Autor Data 12 de Junho de 1994 Secção Policiário [154] Competição Prova nº 5 Publicação Público |
UM CERTO MODO DE VIDA Xek Brit Nova Iorque, era sem dúvida, uma cidade estupenda, cheia de notícias,
emoções e crime. A ‘Lei Seca’ tinha
facultado a certos rapazes de miolos e iniciativa um sem-número de profissões
lucrativas. Havia de tudo: batoteiros, contrabandistas, pistoleiros, uma
série sem fim de ‘bons moços’ que da melhor maneira iam ganhando a sua vida. Carl Travis
era um homem bem parecido e bem vestido, trinta e
quatro anos de idade, ar atraente e inteligente. Tinha uma grande capacidade
para mandar, para fazer-se respeitar, e com grande habilidade para lidar com
a polícia; possuía também excepcionais condições de
trapacear, comprar, subornar, trair, roubar ou inventar qualquer expediente
quando não fosse possível trair, subornar ou comprar. O contrabando era a sua
principal actividade e há muito objecto
de cuidada investigação policial. Já estivera detido várias vezes por
suspeitas de envolvimento em diversos casos de roubo e agressão, mas sempre
conseguira, graças a amigos influentes e a um habilidoso advogado, oportunos
álibis que o livraram das consequências, mas não das suspeitas.
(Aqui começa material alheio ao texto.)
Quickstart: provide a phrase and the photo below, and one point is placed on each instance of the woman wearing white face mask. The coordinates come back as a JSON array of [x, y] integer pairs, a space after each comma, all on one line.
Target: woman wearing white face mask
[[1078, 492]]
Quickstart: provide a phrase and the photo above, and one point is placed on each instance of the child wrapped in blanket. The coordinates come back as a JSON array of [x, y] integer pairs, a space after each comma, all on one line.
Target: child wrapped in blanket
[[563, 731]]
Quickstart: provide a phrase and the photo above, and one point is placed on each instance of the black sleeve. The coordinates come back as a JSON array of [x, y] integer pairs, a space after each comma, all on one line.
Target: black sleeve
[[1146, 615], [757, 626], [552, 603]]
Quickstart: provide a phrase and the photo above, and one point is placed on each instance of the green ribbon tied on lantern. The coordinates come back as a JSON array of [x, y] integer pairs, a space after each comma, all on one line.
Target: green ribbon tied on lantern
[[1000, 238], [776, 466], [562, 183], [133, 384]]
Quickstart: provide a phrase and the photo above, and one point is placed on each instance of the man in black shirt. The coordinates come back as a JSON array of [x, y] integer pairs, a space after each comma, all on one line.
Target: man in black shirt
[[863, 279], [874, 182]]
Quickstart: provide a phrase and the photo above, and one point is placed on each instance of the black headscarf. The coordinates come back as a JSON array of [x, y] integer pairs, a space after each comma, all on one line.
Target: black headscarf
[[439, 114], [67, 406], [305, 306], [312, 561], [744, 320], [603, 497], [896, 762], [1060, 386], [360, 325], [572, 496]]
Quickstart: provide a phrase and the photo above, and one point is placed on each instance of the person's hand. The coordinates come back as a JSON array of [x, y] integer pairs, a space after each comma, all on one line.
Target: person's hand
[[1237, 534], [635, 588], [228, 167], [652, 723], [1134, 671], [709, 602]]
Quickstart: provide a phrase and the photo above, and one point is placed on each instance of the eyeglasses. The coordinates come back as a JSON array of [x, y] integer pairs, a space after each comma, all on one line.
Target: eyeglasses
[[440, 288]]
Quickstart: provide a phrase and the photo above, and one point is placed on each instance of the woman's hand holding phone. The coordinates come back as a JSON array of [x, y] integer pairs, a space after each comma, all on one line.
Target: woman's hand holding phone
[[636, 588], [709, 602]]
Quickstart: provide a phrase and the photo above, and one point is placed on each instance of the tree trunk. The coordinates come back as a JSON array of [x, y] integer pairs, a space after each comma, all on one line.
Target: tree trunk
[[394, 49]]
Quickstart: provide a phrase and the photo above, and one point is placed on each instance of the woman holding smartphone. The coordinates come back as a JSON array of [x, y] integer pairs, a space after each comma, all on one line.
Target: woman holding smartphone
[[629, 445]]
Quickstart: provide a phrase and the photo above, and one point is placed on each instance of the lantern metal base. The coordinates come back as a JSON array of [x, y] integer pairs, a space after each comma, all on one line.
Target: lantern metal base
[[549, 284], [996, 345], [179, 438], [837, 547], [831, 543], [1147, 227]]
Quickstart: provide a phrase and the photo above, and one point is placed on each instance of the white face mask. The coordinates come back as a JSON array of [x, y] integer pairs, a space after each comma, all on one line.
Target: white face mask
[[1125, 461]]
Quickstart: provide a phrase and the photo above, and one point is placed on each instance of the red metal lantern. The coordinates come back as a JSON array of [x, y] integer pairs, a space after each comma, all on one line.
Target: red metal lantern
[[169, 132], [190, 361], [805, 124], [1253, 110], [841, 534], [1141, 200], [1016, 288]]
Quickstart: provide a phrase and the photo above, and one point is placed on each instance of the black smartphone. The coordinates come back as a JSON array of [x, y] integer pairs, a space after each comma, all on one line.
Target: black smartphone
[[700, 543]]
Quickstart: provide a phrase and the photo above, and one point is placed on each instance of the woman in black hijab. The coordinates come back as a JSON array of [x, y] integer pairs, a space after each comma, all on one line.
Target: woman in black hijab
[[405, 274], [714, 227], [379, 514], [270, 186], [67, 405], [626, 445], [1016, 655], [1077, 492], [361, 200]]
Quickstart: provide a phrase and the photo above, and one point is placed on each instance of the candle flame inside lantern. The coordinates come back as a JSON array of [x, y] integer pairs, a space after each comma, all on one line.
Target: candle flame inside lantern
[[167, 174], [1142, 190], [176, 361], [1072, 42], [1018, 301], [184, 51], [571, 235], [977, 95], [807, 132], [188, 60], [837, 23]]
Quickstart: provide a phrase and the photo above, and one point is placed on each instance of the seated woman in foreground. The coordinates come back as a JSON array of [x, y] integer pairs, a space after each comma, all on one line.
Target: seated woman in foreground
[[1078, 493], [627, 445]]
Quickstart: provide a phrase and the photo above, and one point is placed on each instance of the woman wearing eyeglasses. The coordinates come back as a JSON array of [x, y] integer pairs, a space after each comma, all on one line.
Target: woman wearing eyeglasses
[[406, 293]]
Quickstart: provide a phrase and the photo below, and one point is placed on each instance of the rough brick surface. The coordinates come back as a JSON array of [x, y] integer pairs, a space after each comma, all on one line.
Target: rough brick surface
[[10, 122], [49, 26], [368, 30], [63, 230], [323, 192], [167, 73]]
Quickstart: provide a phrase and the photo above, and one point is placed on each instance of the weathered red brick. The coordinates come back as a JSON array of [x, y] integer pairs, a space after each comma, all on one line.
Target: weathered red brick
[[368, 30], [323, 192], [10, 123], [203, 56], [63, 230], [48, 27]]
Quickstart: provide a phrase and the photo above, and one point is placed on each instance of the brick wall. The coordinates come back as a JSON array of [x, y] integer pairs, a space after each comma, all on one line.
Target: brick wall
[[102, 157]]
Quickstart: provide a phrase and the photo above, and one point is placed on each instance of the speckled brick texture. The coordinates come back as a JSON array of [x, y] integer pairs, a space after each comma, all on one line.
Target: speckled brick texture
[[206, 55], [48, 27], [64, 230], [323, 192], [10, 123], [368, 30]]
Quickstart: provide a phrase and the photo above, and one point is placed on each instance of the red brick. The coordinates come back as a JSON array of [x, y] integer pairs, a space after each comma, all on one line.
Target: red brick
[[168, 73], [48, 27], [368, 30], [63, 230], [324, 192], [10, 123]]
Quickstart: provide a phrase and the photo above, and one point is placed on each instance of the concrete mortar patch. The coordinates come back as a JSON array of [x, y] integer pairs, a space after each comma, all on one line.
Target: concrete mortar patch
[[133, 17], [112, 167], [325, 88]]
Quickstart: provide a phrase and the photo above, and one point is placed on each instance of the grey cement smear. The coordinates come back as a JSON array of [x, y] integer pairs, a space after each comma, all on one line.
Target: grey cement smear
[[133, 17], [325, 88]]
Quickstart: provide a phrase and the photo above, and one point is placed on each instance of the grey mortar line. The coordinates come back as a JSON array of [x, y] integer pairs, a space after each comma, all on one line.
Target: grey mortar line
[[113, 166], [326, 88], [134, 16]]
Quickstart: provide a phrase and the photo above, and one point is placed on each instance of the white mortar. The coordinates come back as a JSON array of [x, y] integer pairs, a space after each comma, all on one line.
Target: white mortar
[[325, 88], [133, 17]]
Algumas das vítimas,
indignadas com a impotência da lei, haviam proferido ameaças contra a vida deste
criminoso sem escrúpulos, que também não gozava da simpatia de alguns
parceiros de ‘modo de vida’ pertencentes a outros ‘gangs’. Era um dos principais
suspeitos de envolvimento num grande assalto e roubo de munições e armamento
de um depósito do Exército ocorrido há apenas dois dias e que ainda ontem
fora notícia de primeira página dos principais jornais do país. Também nos jornais de hoje Travis era notícia de primeira página, embora o grande
destaque fosse para o trágico acidente aéreo ocorrido na véspera em Lakehurst e também para as últimas reacções
oficiais de alguns países europeus à assinatura da Lei da Neutralidade pelo
Presidente Roosevelt. Carl Travis
fora encontrado morto no seu Ford, cerca das 23 horas do dia anterior, por um
polícia que fazia a ronda na zona das docas, um local quase sempre enevoado,
com fraca visibilidade e muito perigoso. A brigada de homicídios,
chefiada pelo tenente Mário Zamith, rapidamente
tomou conta do caso e interditou a área aos inoportunos e sempre curiosos
jornalistas. Através da janela parcialmente descida era possível observar a
vítima, sentada com a mão esquerda firme no volante e com a cabeça tombada
sobre o ombro direito; para além de um rosto pálido e inexpressivo
destacava-se um ferimento na região parietal caracterizado por um orifício de
bordos regulares e de caracterização dificultada pelo abundante cabelo
castanho da vítima; do outro lado, a janela estava totalmente descida e
permitia observar uma pistola junto à mão pendente e enluvada do morto e à
esquerda de um jornal, aberto na página onde se noticiava desenvolvidamente o
referido roubo do depósito de armamento; no chão, a outra luva e alguns
papéis amarrotados. Ao entrar no carro, pôde observar um outro orifício na
região zigomática, muito irregular e ligeiramente mais pequeno. Havia sangue
espalhado pelo vestuário e pelo banco do carro. O tenente deixou o automóvel
para que os seus peritos pudessem completar a investigação e chamou o guarda
que descobrira o morto para esclarecer alguns pormenores. Sentado na confortável
poltrona do seu gabinete, o tenente Zamith, após
ter analisado todos os elementos até essa altura disponíveis, continuava
intrigado com o cenário que encontrara no automóvel e aguardava novos dados
para poder avançar neste processo. O relatório médico-legal confirmava que a
morte fora determinada por um único dispam que atravessara o cérebro e
ocorrera entre as 22 e as 22h30. A balística não encontrara o projéctil mortal, mas confirmou ser aquela a arma que efectuara o disparo. Amostras de umas manchas
secas acastanhadas, encontradas no banco da frente, encobertas pelo jornal,
mostraram por efeito redutor hemocromogéneo
alcalino; também o sangue espalhado pelo assento e pela roupa da vítima era
de tipo AB RH positivo. Foram igualmente
encontrados debaixo do jornal pêlos de tonalidade
castanha que, depois de analisados, revelaram índice medular superior a 0,50.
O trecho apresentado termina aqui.